One New Contestant To Bring Down The King: Apache Pulsar

Apache Kafka seems to be the standard solution in nowadays architecture, but we should focus if it is the right choice for our needs.

Nowadays, we’re in a new age of Event-Driven Architecture, and this is not the first time we’ve lived that. Before microservices and cloud, EDA was the new normal in enterprise integration. Based on different kinds of standards, there where protocols like JMS or AMQP used in broker-based products like TIBCO EMS, Active MQ, or IBM Websphere MQ, so this approach is not something new.

With the rise of microservices architectures and the API lead approach, it seemed that we’ve forgotten about the importance of the messaging systems, and we had to go through the same challenges we saw in the past to come to a new messaging solution to solve that problem. So, we’re coming back to EDA Architecture, pub-sub mechanism, to help us decouple the consumers and producers, moving from orchestration to choreography, and all these concepts fit better in nowaday worlds with more and more independent components that need cooperation and integration.

During this effort, we started to look at new technologies to help us implement that again. Still, with the new reality, we forgot about the heavy protocols and standards like JMS and started to think about other options. And we need to admit that we felt that there is a new king in this area, and this is one of the critical components that seem to be no matter what in today’s architecture: Apache Kafka.

And don’t get me wrong. Apache Kafka is fantastic, and it has been proven for so long, a production-ready solution, performant, with impressive capabilities for replay and powerful API to ease the integration. Apache Kafka has some challenges in this cloud-native world because it doesn’t play so well with some of its rules.

If you have used Apache Kafka for some time, you are aware that there are particular challenges with it. Apache Kafka has an architecture that comes from its LinkedIn days in 2011, where Kubernetes or even Docker and container technologies were not a thing, that makes to run Apache Kafka (purely stateful service) in a container fashion quite complicated. There are improvements using helm charts and operators to ease the journey, but still, it doesn’t feel like pieces can integrate well into that fashion. Another thing is the geo-replication that even with components like MirrorMaker, it is not something used, works smooth, and feels integrated.

Other technologies are trying to provide a solution for those capabilities, and one of them is also another Apache Foundation project that has been donated by Yahoo! and it is named Apache Pulsar.

Don’t get me wrong; this is not about finding a new truth, that single messaging solution that is perfect for today’s architectures: it doesn’t exist. In today’s world, with so many different requirements and variables for the different kinds of applications, one size fits all is no longer true. So you should stop thinking about which messaging solution is the best one, and think more about which one serves your architecture best and fulfills both technical and business requirements.

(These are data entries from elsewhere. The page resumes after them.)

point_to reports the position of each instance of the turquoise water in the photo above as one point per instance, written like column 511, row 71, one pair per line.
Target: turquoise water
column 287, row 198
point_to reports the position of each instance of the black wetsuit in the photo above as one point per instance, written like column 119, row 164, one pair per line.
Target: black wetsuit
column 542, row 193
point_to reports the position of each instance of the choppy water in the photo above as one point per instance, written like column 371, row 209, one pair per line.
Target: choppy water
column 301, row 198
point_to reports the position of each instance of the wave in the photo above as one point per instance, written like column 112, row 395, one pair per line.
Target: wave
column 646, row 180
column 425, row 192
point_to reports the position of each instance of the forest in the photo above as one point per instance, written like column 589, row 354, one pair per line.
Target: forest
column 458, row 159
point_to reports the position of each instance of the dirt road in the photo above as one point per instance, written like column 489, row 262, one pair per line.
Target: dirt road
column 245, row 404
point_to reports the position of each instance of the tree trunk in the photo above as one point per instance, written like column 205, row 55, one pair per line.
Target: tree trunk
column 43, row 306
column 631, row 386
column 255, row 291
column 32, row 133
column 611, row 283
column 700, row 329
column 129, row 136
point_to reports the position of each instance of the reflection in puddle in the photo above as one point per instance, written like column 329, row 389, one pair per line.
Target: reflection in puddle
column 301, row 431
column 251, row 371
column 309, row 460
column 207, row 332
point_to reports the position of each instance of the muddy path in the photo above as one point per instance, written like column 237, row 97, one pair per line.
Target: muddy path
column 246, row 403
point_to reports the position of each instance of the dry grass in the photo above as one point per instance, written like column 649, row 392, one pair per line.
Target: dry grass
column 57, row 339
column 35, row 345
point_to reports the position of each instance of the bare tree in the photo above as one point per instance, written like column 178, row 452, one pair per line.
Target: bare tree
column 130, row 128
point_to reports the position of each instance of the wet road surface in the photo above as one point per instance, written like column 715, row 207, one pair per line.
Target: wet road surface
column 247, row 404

We have covered different ways for general communication, with several specific solutions for synchronous communication (service mesh technologies and protocols like REST, GraphQL, or gRPC) and different ones for asynchronous communication. We need to go deeper into the asynchronous communication to find what works best for you. But first, let’s speak a little bit more about Apache Pulsar.

Apache Pulsar

Apache Pulsar, as mentioned above, has been developed internally by Yahoo! and donated to the Apache Foundation. As stated on their official website, they are several key points to mention as we start exploring this option:

Pulsar Functions: Easily deploy lightweight compute logic using developer-friendly APIs without needing to run your stream processing engine
Proven in production: Apache Pulsar has run in production at Yahoo scale for over three years, with millions of messages per second across millions of topics
Horizontally scalable: Seamlessly expand capacity to hundreds of nodes
Low latency with durability: Designed for low publish latency (< 5ms) at scale with strong durability guarantees
Geo-replication: Designed for configurable replication between data centers across multiple geographic regions
Multi-tenancy: Built from the ground up as a multi-tenant system. Supports Isolation, Authentication, Authorization, and Quotas
Persistent storages: Persistent message storage based on Apache BookKeeper. Provides IO-level isolation between write and read operations
Client libraries: Flexible messaging models with high-level APIs for Java, C++, Python and GO
Operability: REST Admin API for provisioning, administration, tools, and monitoring. Deploy on bare metal or Kubernetes.

So, as we can see, in its design, Apache Pulsar is addressing some of the main weaknesses of Apache Kafka as Geo-replication and their cloud-native approach.

Apache Pulsar provides support for the pub/sub pattern, but also provides so many capabilities that also place as a traditional queue messaging system with their concept of exclusive topics where only one of the subscribers will receive the message. Also provides interesting concepts and features used in other messaging systems:

Dead Letter Topics: For messages that were not able to be processed by the consumer.
Persistent and Non-Persistent Topics: To decide if you want to persist your messages or not during the transition.
Namespaces: To have a logical distribution of your topics, so an application can be grouped in namespaces as we do, for example, in Kubernetes so we can isolate some applications from the others.
Failover: Similar to exclusive, but when the attached consumer failed to process another takes the chance to process the messages.
Shared: To be able to provide a round-robin approach similar to the traditional queue messaging system where all the subscribers will be attached to the topic, but the only one will receive the message, and it will distribute the load along all of them.
Multi-topic subscriptions: To be able to subscribe to several topics using a regexp (similar to the Subject approach from TIBCO Rendezvous, for example, in the 90s) that has been so powerful and popular.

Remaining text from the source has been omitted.